"As a result of saying it can show anything, cinema has abandoned the power over the imagination. And, like cinema, this century is perhaps starting to pay a high price for this betrayal of the imagination - or, more precisely, those who still have an imagination, albeit a poor one, are being made to pay that price."
***
When I heard of Chris Marker's death I wandered back into that magnificent mess of his, where The Legend of Bruce Lee occupies cherished shelf space:
From Agnès Varda's Agnès de ci de là Varda, Episode 1, 2011.
I'm curious to note what Marker's thoughts were on the Obama presidency. Did he, like most cautiously supportive radical leftists, recoil in horror? Here we are only given pre-election imagery.
***
Then I watched Vertigo.
from Marker's A Free Replay (notes on Vertigo):
which reminds me...
"Obviously, this text is addressed to those who know Vertigo by heart. But do those who don't deserve anything at all?" [search this passage and you'll fine the entire pdf]
"In this case, the entire second part would be nothing but a fantasy, revealing at last the double of the double. We were tricked into believing that the first part was the truth, then told it was a lie born of a perverse mind, that the second part contained the truth. But what if the first part really were the truth and the second the product of a sick mind"
which reminds me...
"What Scottie first experiences in Vertigo is the loss of Madeleine, his fatal love; when he recreates Madeleine in Judy and then discovers that the Madeleine he knew actually was Judy pretending to be Madeleine, what he discovers is not simply that Judy was faking (he knew that she was not the true Madeleine, since he had recreated a copy of Madeleine out of her), but that, because she was not faking - she is Madeleine, Madeleine herself was already a fake - the objet a disintegrates, the very loss is lost, and we see a 'negation of negation'. His discovery changes the past, deprives the lost object of the objet a."
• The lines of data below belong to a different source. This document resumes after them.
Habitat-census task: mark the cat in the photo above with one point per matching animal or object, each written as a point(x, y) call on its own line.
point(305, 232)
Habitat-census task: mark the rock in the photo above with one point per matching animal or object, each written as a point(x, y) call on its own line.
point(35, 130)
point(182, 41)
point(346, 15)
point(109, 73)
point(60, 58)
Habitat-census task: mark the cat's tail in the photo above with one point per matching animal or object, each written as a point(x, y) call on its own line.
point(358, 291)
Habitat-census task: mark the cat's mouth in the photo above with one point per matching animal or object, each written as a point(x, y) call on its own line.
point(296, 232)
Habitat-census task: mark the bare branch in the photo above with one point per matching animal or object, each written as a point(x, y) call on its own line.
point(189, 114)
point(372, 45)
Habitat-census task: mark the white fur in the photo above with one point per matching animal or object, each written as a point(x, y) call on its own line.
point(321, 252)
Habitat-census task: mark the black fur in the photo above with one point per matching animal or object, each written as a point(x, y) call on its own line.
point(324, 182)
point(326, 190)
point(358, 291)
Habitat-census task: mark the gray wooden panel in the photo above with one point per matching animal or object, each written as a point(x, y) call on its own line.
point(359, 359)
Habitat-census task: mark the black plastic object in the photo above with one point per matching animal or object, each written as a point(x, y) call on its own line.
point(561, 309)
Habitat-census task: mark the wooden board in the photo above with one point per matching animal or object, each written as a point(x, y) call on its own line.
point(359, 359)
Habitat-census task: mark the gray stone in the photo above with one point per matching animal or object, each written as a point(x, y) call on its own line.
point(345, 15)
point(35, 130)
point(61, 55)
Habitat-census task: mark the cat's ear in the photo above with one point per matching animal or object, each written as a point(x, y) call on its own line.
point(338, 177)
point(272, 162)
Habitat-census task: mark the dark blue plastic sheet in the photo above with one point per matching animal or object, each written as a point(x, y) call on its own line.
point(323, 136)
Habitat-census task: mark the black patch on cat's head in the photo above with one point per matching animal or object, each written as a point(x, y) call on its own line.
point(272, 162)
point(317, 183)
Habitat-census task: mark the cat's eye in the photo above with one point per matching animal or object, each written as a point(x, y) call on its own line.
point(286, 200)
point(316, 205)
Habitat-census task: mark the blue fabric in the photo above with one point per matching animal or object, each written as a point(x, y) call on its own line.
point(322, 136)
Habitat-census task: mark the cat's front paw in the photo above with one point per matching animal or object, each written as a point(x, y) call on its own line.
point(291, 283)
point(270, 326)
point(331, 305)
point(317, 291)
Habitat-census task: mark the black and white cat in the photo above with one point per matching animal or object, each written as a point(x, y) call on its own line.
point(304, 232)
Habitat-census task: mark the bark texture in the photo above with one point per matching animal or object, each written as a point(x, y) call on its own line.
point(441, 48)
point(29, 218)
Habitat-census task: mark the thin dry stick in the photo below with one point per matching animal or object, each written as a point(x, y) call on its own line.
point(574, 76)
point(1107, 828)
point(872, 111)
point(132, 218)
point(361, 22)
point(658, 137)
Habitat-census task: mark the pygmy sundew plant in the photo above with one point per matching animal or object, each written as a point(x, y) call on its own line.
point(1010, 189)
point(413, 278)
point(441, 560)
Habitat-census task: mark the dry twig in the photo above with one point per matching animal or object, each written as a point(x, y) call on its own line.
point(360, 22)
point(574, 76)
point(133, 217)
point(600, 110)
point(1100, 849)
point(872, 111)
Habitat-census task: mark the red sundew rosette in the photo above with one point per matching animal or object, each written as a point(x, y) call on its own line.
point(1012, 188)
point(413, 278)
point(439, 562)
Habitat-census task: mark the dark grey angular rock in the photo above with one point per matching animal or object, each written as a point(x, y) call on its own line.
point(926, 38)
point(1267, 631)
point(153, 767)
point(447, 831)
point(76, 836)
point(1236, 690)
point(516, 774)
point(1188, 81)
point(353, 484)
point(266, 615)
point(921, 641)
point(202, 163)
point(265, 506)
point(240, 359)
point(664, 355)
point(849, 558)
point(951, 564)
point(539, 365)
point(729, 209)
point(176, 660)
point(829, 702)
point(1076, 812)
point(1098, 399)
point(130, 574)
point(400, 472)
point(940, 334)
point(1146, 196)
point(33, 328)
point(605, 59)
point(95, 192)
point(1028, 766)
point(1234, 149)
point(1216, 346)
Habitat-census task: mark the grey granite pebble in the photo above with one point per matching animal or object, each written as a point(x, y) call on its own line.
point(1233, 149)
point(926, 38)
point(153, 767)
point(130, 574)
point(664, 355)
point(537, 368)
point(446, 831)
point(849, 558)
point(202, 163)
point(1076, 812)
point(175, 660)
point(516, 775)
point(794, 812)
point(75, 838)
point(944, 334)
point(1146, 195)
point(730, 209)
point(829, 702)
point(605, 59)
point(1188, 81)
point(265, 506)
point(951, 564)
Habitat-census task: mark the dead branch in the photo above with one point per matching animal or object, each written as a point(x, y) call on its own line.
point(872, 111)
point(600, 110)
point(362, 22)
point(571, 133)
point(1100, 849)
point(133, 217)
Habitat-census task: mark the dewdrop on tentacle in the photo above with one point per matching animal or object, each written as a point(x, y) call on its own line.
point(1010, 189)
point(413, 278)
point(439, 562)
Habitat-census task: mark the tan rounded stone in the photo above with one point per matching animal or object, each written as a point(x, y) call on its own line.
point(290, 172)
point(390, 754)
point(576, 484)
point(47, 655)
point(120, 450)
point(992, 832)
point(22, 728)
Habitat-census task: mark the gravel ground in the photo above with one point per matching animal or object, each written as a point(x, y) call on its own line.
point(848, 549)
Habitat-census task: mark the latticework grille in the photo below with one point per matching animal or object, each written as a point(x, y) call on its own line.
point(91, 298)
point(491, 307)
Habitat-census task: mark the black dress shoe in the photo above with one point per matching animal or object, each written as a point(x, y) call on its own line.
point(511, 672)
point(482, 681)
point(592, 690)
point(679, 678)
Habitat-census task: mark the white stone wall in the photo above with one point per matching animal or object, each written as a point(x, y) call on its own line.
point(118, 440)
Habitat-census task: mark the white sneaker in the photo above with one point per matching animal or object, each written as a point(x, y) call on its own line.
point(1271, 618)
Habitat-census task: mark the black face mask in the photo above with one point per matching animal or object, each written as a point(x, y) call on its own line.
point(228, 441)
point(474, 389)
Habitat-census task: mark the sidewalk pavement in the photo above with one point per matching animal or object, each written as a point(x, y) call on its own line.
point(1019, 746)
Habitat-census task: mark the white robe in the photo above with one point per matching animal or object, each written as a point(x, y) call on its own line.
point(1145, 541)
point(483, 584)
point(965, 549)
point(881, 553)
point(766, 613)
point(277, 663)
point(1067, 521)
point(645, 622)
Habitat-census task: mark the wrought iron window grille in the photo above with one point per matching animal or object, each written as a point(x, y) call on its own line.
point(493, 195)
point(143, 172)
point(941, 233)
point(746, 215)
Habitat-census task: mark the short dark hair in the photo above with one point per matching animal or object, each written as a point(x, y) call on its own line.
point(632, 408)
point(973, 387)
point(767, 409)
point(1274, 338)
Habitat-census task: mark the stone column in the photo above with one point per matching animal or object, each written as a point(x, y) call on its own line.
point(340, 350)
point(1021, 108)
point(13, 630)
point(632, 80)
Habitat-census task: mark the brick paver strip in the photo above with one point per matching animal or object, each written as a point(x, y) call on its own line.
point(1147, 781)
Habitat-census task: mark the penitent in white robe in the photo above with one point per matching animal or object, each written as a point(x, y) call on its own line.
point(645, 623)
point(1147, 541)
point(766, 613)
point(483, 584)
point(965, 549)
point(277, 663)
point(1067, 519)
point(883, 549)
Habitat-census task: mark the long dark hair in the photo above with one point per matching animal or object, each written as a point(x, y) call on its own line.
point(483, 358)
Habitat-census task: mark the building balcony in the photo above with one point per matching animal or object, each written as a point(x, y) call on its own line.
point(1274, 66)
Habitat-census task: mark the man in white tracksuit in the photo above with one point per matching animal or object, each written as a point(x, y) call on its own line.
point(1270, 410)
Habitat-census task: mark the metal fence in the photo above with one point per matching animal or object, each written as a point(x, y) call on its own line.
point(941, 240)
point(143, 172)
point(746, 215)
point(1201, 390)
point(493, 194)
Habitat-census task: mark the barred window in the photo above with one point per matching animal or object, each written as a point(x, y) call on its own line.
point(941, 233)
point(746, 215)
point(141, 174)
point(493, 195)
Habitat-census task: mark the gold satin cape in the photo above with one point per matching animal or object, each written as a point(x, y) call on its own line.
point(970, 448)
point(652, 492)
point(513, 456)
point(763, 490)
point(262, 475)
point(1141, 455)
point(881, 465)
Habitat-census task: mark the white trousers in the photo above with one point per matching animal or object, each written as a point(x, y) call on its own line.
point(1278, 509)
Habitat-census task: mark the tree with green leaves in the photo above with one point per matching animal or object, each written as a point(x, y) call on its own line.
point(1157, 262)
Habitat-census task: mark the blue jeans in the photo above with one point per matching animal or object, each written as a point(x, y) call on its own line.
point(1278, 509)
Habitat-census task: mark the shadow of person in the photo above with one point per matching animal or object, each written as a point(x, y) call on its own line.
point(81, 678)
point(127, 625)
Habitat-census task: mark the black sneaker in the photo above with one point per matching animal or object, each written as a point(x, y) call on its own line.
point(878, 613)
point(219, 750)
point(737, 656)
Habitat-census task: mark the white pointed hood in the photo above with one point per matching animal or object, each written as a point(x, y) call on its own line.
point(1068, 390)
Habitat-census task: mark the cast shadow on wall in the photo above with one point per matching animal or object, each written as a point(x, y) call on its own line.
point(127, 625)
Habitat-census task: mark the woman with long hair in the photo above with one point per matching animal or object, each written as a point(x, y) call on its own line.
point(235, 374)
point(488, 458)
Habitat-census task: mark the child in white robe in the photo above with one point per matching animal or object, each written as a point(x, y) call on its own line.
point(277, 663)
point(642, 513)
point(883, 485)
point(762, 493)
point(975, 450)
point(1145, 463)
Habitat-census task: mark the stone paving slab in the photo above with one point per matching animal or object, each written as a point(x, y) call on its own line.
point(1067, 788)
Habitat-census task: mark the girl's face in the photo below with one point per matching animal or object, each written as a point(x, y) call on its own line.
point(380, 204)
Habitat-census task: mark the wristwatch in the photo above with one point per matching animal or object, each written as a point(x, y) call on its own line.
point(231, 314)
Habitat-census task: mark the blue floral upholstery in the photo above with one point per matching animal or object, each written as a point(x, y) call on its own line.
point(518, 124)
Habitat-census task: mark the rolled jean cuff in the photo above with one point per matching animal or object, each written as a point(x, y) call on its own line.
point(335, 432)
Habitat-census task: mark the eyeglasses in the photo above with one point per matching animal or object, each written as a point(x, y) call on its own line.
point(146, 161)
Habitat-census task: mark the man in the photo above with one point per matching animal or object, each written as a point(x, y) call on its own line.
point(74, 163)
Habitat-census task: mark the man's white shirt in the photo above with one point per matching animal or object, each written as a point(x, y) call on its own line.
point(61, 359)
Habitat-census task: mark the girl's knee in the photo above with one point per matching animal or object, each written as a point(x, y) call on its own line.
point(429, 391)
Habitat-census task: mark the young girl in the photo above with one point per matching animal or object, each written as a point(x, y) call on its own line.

-Slavoj Žižek, Everything You Always Wanted to Know About Lacan But Were Afraid to Ask Hitchcock
Marker deserves the last word here:
"Scottie experiences the greatest joy a man can imagine, a second life, in exchange for the greatest tragedy, a second death. What do video games, which tell us more about our unconscious than the works of Lacan, offer us? Neither money nor glory, but a new game. The possibility of playing again. 'A second chance.' A free replay."
***
***
6 August. Encounters. Chris Marker is in town. He goes back to
where he's been and films "randomly", rather happy to have emerged from
the adventure of A Grin Without a Cat. His friend Terayama shoots in HK.
The festival staff organises a lunch. Marker tells me that HK (which he
doesn't like) has changed a lot. He comes from Okinawa and is on his
way to China where he hasn't been since Sundays in Beijing. During the
meal (on a very hot day), we talk about several things: Bruce Lee's
mysterious death, the rumour that the Red Army guards may have filmed
things during the cultural revolution. What happened to these films?
Will we see them one day? What do they do with films over there? Do they
archive them? Someone shows me the press clip of a Chinese newspaper
talking about the fire at the warehouse of the Cinémathèque française.
And also, why preserve / curate? Cinema will perhaps have been the
collective dream of the 20th century? Marker is going to take pictures
in Cat Street. We leave each other. - Serge Daney, Cahiers du Cinéma 1981 (X)
***
***
"With all due reverence, I—to be honest—sometimes wonder whether there is not something coy and self-indulgent in the private mythology Marker has been spinning over the years: his grinning cats, his owls, Guillaume-en-Egypte, his female assistants . . . And the somewhat loose hermetic nature of his pronouncements frustrate the essayist in me, who would prefer that he grapple with what he seems to mean and wrest as much clear understanding as can be had. It strikes me as peculiar that our greatest essay-filmmaker should traffic so willingly in the enigmatic, the borderline-sentimental, and the faux-naïve."
"What also disturbs me is that those who have personal access to the Master, through e-mail correspondence and personal visits, have set up such a fond protection wall around him against critical judgment, accepting everything that emanates from him as a kind of indivisible pre-posthumous miracle, that it inhibits the making of distinctions about his stronger and weaker expressions. On the other hand, maybe I should just calm down and accept whatever is given me from Marker’s reshuffling of archives in the proper spirit of gratitude." (X)
These selections from Phillip Lopate were plucked for scrutiny by Adrian Martin in Chris Marker: Notes in the Margins of His Time for Cineaste Vol. XXXIII No. 4 (Fall 2008).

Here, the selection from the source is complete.